Berlekamp Massey and DFT

Question

I was looking into the Berlekamp Massey algortihm, for LFSR, over GF(2) wondering if there was any DFT(alternately FFT), for the above scheme. Also, is there any generalization to Fn, ie, start with GF2, and if there exists a DFT for the same, and to extend the the same for a Field over n. To be specific I may be given a sequence 0,1,1,0,1, and to find the min poly using BM, and DFT or FFT.

Answer 1

The book Theory and Practice of Error-Control Codes by R. E. Blahut (Addison-Wesley, 1983) and its second edition Algebraic Codes for Data Transmission (Cambridge University Press, 2002) have extensive discussions about finite-field Fourier transforms and their application in working with the Berlekamp-Massey algorithm. Since the Berlekamp-Massey calculations are additions of polynomials (that is, addition of vectors whose entries are the coefficients of the polynomials), and since Fourier transforms are linear transformations from $\mathbb F^n$ to $\mathbb F^n$, the additions can be carried out in either domain. Thus the books talk about implementing the Berlekamp-Massey algorithm in the time domain or in the frequency domain, etc. which seems exactly what you are looking for.

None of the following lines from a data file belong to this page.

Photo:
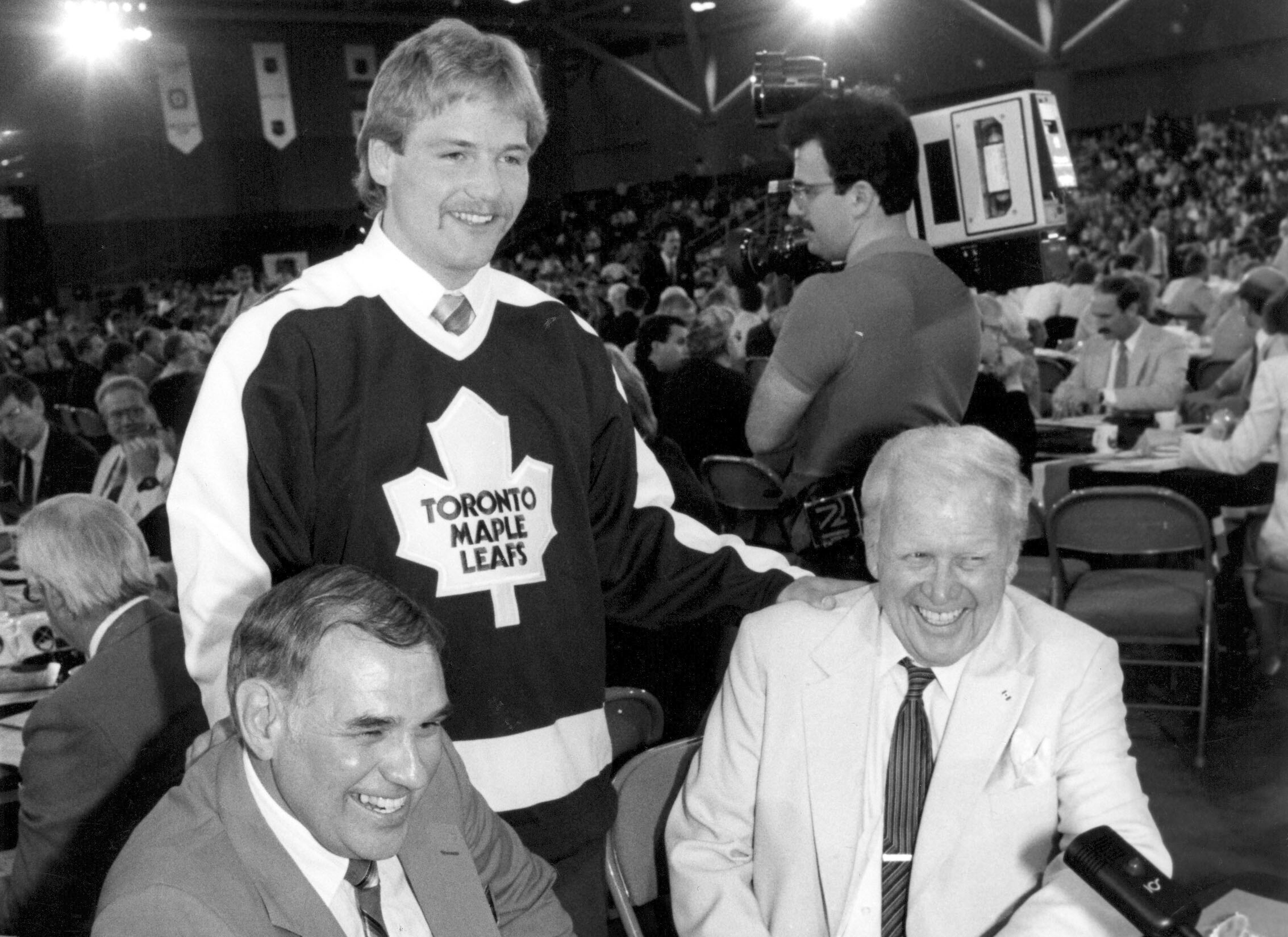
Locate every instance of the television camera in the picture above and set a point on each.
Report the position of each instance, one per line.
(991, 185)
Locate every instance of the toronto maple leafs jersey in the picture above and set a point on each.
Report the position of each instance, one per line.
(495, 477)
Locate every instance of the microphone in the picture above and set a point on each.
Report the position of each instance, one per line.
(1129, 882)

To answer the questton you ask in your comment, the computation of the syndrome for BCH codes is effectively computing, in part, the finite-field Fourier transform of the received sequence. Applying the Berlekamp-Massey algorithm to the syndrome yields the error-locator polynomial (and the error-evaluator polynomial) for the received sequence. So the calculations do indeed use DFTs (and even FFTs if convenient). As Blahut's books point out, these ideas extend to the complex field as well.